Cultura e volontariato, un connubio da sfatare
Il prossimo sabato 18 maggio 2013 il MiBAC organizza «La Notte dei Musei», un’iniziativa di respiro europeo che aprirà gratuitamente le porte dell’arte, sotto il chiaro di luna, ad un insolito orario, dalle 20.00 alle 24.00.
Un’azione di democratizzazione della cultura che, attraverso un ricco palinsesto di eventi collaterali, mira ad avvicinare il pubblico più ostile alla fruizione del patrimonio artistico, nonché tutti coloro che sono impossibilitati a visitare i musei nei normali orari di apertura. Una risposta certamente ai bisogni di molti visitatori che nello studio «Il museo che vorrei», la prima consultazione pubblica del MIBAC sulle politiche di accesso ai luoghi della cultura statali presentata lo scorso dicembre, avevano manifestato il desiderio di avere orari di apertura più estesi.
Ma, nonostante lo stivale abbia risposto con grande entusiasmo (elenco di coloro che hanno aderito), in un paese che spesso si contraddice come il nostro, non mancano le polemiche anche in questa occasione.
Reo, ancora una volta, il mezzo di condivisione ormai più osannato – facebook ovviamente - e la comunicazione tanto social da non far sfuggire proprio nulla.
Qualche giorno fa sulla pagina ufficiale del Mibac è comparso l’annuncio per il reclutamento di volontari per tenere aperti i musei statali nella notte del 18 maggio.
La replica indignata giunge dal parlamentare PD Matteo Orfini, che scrive in una nota, «in un Paese normale non ci sarebbe nulla di male nell'utilizzo del volontariato da parte del ministero della Cultura per agevolare l'apertura straordinaria dei musei il prossimo 18 maggio. Ma in un Paese normale quel ministero non sarebbe incapace di svolgere la sua missione a causa della mancanza di personale e di risorse e non ci sarebbero decine di migliaia di professionisti della cultura laureati, specializzati, dottorati costretti a lavoro sottopagato, deregolamentato, in nero».

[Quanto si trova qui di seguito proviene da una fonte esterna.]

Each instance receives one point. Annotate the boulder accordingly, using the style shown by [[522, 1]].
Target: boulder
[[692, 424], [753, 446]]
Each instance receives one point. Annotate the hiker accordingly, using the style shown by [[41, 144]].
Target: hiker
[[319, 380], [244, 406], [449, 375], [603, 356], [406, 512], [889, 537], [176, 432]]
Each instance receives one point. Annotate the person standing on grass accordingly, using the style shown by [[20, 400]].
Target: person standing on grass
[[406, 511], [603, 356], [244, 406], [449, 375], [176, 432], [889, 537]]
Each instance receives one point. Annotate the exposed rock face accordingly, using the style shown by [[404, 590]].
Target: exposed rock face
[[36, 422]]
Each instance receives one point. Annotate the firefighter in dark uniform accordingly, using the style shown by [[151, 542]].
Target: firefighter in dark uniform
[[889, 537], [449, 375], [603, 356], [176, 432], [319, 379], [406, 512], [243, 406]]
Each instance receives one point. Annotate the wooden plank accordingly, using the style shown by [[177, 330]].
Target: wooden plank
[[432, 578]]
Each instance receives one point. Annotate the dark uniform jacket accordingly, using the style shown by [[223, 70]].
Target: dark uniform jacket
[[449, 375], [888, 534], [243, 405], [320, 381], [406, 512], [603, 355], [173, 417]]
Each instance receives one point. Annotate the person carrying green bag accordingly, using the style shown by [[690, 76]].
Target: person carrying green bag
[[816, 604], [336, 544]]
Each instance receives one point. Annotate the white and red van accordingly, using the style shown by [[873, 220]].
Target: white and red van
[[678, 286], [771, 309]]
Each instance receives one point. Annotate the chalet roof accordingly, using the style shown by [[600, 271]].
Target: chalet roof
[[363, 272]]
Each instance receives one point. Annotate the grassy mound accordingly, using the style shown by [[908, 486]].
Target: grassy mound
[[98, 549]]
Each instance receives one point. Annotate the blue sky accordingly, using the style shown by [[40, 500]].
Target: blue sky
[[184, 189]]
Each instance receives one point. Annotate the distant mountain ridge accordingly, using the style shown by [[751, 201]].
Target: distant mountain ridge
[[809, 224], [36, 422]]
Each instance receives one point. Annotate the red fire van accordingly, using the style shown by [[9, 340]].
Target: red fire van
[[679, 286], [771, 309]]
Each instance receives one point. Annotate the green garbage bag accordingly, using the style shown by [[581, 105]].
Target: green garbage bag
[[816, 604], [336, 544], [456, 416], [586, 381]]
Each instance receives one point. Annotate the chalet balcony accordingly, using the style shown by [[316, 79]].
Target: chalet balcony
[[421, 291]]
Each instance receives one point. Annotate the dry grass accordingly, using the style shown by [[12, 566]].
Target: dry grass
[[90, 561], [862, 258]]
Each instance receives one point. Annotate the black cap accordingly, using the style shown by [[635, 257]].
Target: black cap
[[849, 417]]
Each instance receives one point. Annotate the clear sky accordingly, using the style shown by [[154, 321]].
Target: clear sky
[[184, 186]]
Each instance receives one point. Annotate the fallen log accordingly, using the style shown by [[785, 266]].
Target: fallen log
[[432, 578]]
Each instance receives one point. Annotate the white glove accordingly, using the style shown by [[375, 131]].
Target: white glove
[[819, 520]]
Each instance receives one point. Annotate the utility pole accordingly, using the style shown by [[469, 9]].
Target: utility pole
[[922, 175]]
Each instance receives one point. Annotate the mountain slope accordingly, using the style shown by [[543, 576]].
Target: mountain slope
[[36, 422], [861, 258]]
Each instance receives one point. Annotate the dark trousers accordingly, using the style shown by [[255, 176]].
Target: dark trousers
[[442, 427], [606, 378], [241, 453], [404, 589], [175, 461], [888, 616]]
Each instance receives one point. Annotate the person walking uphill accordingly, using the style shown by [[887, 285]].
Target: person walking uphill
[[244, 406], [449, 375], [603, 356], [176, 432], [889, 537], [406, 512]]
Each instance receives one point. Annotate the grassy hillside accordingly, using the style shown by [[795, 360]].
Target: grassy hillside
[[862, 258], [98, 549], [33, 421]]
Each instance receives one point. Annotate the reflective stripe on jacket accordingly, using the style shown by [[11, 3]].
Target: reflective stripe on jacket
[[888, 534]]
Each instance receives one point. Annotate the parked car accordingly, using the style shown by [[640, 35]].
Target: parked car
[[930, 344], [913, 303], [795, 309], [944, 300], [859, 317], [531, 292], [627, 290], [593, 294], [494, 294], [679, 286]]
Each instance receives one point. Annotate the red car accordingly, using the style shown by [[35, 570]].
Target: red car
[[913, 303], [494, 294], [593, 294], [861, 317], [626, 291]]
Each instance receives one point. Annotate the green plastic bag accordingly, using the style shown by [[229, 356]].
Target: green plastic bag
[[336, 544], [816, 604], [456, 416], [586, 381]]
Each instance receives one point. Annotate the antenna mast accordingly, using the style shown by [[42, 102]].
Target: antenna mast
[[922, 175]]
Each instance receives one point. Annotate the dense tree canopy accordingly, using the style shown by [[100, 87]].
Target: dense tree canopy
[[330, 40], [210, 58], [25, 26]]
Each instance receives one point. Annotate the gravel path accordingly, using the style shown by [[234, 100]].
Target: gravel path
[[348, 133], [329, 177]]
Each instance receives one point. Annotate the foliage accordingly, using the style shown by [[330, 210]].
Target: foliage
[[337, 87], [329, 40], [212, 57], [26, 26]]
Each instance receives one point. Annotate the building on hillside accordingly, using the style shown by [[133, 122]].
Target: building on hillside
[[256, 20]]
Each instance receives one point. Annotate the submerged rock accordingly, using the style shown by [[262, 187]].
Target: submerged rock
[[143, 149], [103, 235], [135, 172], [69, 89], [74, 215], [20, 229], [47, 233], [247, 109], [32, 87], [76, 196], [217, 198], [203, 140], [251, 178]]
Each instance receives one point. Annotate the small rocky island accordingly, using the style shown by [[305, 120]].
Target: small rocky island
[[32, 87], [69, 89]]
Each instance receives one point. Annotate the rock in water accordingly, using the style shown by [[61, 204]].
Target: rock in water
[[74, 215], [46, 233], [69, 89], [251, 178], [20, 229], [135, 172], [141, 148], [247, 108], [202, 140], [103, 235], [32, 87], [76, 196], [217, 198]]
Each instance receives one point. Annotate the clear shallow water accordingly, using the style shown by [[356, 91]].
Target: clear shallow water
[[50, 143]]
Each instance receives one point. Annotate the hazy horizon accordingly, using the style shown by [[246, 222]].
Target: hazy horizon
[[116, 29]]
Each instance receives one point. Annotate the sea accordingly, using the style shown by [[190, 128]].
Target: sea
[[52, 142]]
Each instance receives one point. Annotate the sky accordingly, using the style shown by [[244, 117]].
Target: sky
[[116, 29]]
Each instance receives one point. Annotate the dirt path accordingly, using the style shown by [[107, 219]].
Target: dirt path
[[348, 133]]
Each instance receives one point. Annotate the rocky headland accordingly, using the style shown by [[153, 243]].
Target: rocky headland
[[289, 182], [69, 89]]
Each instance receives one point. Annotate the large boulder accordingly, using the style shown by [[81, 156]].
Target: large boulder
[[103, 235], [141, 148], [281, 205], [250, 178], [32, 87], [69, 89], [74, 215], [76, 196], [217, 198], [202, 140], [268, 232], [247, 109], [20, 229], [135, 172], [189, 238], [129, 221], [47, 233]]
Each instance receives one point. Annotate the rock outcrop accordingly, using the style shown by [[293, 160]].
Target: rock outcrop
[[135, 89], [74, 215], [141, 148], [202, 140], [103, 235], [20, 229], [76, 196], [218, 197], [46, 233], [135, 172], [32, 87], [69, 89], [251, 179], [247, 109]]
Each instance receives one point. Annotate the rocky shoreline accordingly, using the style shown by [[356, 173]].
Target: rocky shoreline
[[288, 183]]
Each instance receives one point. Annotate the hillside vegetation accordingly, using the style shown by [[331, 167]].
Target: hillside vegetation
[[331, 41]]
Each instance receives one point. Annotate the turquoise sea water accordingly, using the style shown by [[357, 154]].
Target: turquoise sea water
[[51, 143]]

Una sollecitazione tanto più urgente se consideriamo che arriva a ridosso della grande adunata dell’Aquila dello scorso 5 maggio, che ha visto storici dell’arte, professionisti della cultura, ricercatori, studenti, insieme per una «ricostruzione civile» attraverso la cultura.
E’ tempo di ripensare il ruolo della cultura per la crescita (non solo economica) del Paese, lontano dalle logiche dell’intrattenimento e del turismo «mordi e fuggi», come attivatore di processi di innovazione. Un processo che passa inevitabilmente per il riconoscimento delle humanities come professioni qualificate da retribuire, da incentivare, da proteggere e da non sostituire all’occorrenza con l'attività volontaria, senza dubbio apprezzabile ma non qualificata.
E’ tempo di prendere una posizione, per fare e non solamente per «annunciare».